Book stuff

I am preoccupied with finishing the book I am working on about the Halstad ball teams. It is due September 8th. I am on track to finish; however, I would like to be able to go over it a few times, perhaps read it aloud, before handing it over. Thank goodness it will be edited by a professional. Grammar and all that ain't my strong suit.

Ate a wonderful meal today at Passage to India in Fargo. Their lunch buffet is tops. If some of you tried the restaurant three years ago when I was rhapsodizing about it on this weblog, it has been under new ownership for the past 15 months or so and you should try it again, even if you didn't like it the first time. The people who took it over are from a different part of India. The flavors are more vivid. The buffet is just tops. I wish I could eat there daily. Every time I go, there is something different. It is healthy food, and it is imaginative.

I particularly like their kheer, the classic Indian dessert. They use angel hair pasta in the sweet custard sauce, which adds a good texture and a little wholesome wheat flavor. Pasta should be used more often in desserts.

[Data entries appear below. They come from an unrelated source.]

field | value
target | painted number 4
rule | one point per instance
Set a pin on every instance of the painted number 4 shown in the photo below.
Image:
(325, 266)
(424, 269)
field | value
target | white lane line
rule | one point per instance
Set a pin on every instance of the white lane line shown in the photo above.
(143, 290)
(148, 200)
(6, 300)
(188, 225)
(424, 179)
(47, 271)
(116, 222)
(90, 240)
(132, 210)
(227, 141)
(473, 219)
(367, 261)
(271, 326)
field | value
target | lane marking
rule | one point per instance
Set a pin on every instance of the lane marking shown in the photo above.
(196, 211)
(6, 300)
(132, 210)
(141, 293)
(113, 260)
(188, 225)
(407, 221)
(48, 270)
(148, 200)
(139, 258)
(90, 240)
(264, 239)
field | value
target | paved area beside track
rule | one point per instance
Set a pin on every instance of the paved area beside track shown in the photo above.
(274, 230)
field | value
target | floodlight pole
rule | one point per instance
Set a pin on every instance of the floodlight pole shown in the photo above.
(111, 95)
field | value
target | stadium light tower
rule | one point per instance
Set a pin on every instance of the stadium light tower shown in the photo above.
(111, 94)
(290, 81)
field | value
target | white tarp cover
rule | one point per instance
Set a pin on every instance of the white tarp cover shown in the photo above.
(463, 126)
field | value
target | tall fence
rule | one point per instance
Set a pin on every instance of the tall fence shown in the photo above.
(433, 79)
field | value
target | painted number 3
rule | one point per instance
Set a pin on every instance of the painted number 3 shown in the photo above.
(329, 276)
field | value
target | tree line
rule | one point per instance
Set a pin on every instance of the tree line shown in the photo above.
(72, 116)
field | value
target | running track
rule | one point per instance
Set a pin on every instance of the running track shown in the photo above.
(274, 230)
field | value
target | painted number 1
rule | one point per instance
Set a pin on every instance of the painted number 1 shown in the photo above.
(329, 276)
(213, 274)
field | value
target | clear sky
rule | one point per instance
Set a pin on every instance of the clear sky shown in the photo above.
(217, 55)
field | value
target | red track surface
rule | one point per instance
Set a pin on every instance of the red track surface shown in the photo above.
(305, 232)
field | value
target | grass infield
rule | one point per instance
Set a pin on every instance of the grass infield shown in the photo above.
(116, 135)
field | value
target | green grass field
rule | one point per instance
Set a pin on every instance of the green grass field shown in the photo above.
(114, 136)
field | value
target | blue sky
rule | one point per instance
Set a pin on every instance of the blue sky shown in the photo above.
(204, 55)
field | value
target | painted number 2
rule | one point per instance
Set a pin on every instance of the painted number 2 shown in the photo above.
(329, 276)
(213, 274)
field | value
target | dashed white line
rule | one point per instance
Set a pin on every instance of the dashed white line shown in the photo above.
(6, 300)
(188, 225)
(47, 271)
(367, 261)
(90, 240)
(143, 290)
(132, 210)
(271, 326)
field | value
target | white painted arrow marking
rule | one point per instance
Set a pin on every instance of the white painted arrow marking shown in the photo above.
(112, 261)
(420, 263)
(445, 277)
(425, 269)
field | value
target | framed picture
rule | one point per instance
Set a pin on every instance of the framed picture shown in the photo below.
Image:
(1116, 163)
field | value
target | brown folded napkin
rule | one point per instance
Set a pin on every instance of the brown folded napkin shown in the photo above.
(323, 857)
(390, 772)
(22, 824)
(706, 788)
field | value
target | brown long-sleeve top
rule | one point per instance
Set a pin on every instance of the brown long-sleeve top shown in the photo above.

Passage to India is just northeast of the Wal-mart on 13th Avenue south. It is in a strip mall just north of Conlin's furniture. The storefront faces north.

Tonight is the last night here for Renato, the Brazilian student who has been living with me and working at the nursery since April. We went out for supper and had a nice visit. I think Brazil will be the next country on my travel list. Renato is going to help me choose the good places to visit. If I merely visit the Brazilians I have met here at the nursery, I will see several different parts of that huge, varied country.

KENT HRBEK: I wasn't quite hungry enough at noon for the Passage to India, so to work up an appetite, I went to Barnes and Noble and read through Kent Hrbek's book. It was thoroughly enjoyable. Some points:

--Hrbek and Puckett were never close. Hrbek objected to Puckett's fraternizing with players from other teams on the field before games.

--When Gary Gaetti got religion in 1988, it ruined the friendship between Hrbek and the Twins third baseman, a friendship which had been bathed in beer and "heaters," Hrbek's term for cigarettes. About ten years later, however, Gaetti had gotten off his high horse and the two went hunting and, according to Hrbek, downed some beer and even had a few "heaters."

--Hrbek thinks Torii Hunter talks too much. So do I.

--Hrbek doesn't think he'd survive playing today. The players work out all year around. Hrbek never did that, as we all know. He ate a lot, drank a lot, and didn't care to do much exercise off the field. I often wonder what he could have done if he had taken care of himself a little bit. He had as much natural talent as Joe Mauer does today.

--On an issue which only long-term Twins zealots will remember, Hrbek had interesting comments on Ron Davis. Davis was the Twins' reliever who gave up so many game winning home runs in the mid 1980s that he became identified in the press as a "cancer" on the team. Generally speaking, the fans agreed. As did the players. When Davis was traded, the team had a bizarre celebration on the plane on the way home. It was like an exorcism, Hrbek said. Harmon Killebrew was on the plane, too, as an announcer, and he said it was the strangest scene he had seen in all his years in baseball. Hrbek said, "we didn't do ourselves proud that night." He liked Ron Davis, said he had a heart of gold, and argued that the criticisms of Davis were unfair.

--Frank Viola had to take anti-diarrhea medication before every one of his starts he got so nervous. Hrbek was his roomate for exactly one night. At every noise outside, Viola had to get up and look out the window. He didn't sleep a wink.

--Tom Kelly's intense dislike of his second baseman Steve Lombardozzi led to the trade of Tom Brunansky for St. Louis second baseman Tom Herr in 1988, according to Hrbek. The trade was a disaster. Herr hated Minnesota, made now bones about it, and then, to top things off, he converted Gary Gaetti, at which point Gaetti's approach to the game changed completely. No more swearing at the other team from the top step of the dugout. No more throwing his batting helmet after strikeouts. No more smoking heaters. From Hrbek's point of view, Herr took his best friend away from him. "It was as if he had died," Hrbek says in his book.

--During the seventh game of the World Series in 1987, Brunansky, Hrbek and Gaetti--who knew that PA announcer Bob Casey always went to the bathroom during the fifth inning--locked Casey in the bathroom while other players put shaving cream on his phone, his earpiece, as well as in the towel he would use to clean himself off after getting covered in shaving cream using his phone and his earpiece. Keep in mind, the Twins are at this point trailing in the final game of the World Series. Yet, the boys in the dugout devoted the first half of the bottom of the fifth to laughing their heads off watching poor old Bob Casey clean up from the shaving cream.

Hrbek's book is a good read, for those of you who love the Twins and who remember the 1987 and 1991 teams.